Пол замечает, куда направлен мой взгляд.
– Я приводил твою мама сюда, – говорит он. – До того, как она переехала в дом престарелых.
– Она обожала это место, – с усмешкой отвечаю я. – Приводила нас сюда каждую неделю. Только не в воскресенье утром вместе со всеми, а в субботу вечером, когда священник принимает исповедь.
– Да, всегда в субботу вечером, – говорит Пол. – Я ждал ее в машине по несколько часов. Никогда не мог понять, что за страшный грех она совершила, чтобы каждую неделю исповедоваться. Я к тому, что твоя мама была одной из самых кротких и добрых женщин из всех, кого я знал. За что она так себя винила?
Я пожимаю плечами:
– Кто знает, но натерпелась она немало. Может, в разговорах со священником она находила утешение.
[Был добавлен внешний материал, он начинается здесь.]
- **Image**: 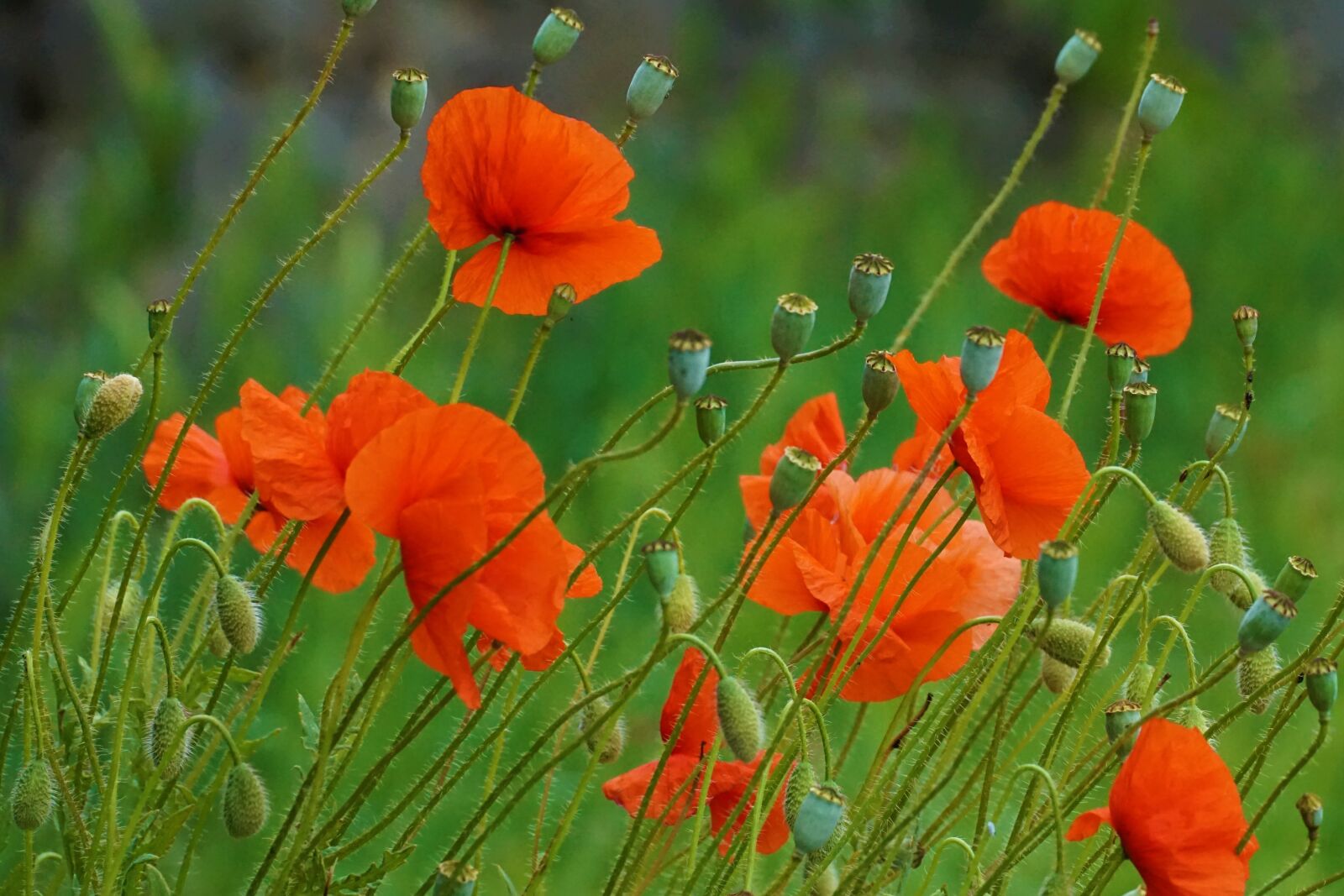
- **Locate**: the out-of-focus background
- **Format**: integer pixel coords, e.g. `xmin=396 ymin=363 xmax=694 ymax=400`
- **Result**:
xmin=0 ymin=0 xmax=1344 ymax=892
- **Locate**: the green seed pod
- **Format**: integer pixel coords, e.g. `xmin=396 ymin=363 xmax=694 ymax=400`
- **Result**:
xmin=1055 ymin=29 xmax=1100 ymax=85
xmin=9 ymin=759 xmax=52 ymax=831
xmin=668 ymin=329 xmax=714 ymax=401
xmin=215 ymin=575 xmax=260 ymax=654
xmin=862 ymin=352 xmax=900 ymax=415
xmin=1136 ymin=74 xmax=1185 ymax=139
xmin=770 ymin=446 xmax=822 ymax=513
xmin=1236 ymin=646 xmax=1282 ymax=716
xmin=717 ymin=676 xmax=764 ymax=762
xmin=961 ymin=327 xmax=1005 ymax=395
xmin=625 ymin=56 xmax=680 ymax=121
xmin=533 ymin=7 xmax=583 ymax=65
xmin=1037 ymin=542 xmax=1078 ymax=610
xmin=849 ymin=253 xmax=895 ymax=321
xmin=1236 ymin=589 xmax=1297 ymax=657
xmin=770 ymin=293 xmax=817 ymax=364
xmin=695 ymin=395 xmax=728 ymax=446
xmin=1147 ymin=501 xmax=1208 ymax=572
xmin=224 ymin=763 xmax=270 ymax=840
– Да, может быть, – кивает Пол.
Мы идем дальше, и нашему взору открываются ряды могильных плит. Среди них много старинных надгробий девятнадцатого века, крошащихся и покрытых лишайником.
– Не знаю, как ты, – хмурится Пол, глядя на старые могилы, – но я бы хотел, чтобы меня кремировали. И никаких проблем.
– Я тоже, – говорю я. – Я уже указала это в своем завещании.
– Надо мне тоже указать, – отвечает Пол. – Чтобы не возникло недоразумений.
Шагая мимо старых могил, я замечаю знакомое имя, и по коже пробегают мурашки.
– Александра Уэйтс, – говорю я, остановившись у заросшего мхом надгробия. – До сих пор здесь.
– О чем ты? – спрашивает Пол. – Что еще за Александра Уэйтс?
– Девочка с крыльями ангела, – говорю я, указывая на изысканную скульптуру на могиле. – В детстве я часто представляла, будто вижу на этом кладбище призраков. Эту могилу я любила больше всего из-за крыльев и из-за того, что девочке было столько же лет, сколько и мне. Я сидела тут и рассказывала ей о своих бедах.
– Звучит немного странно, Кейт, – неловко посмеиваясь, говорит Пол.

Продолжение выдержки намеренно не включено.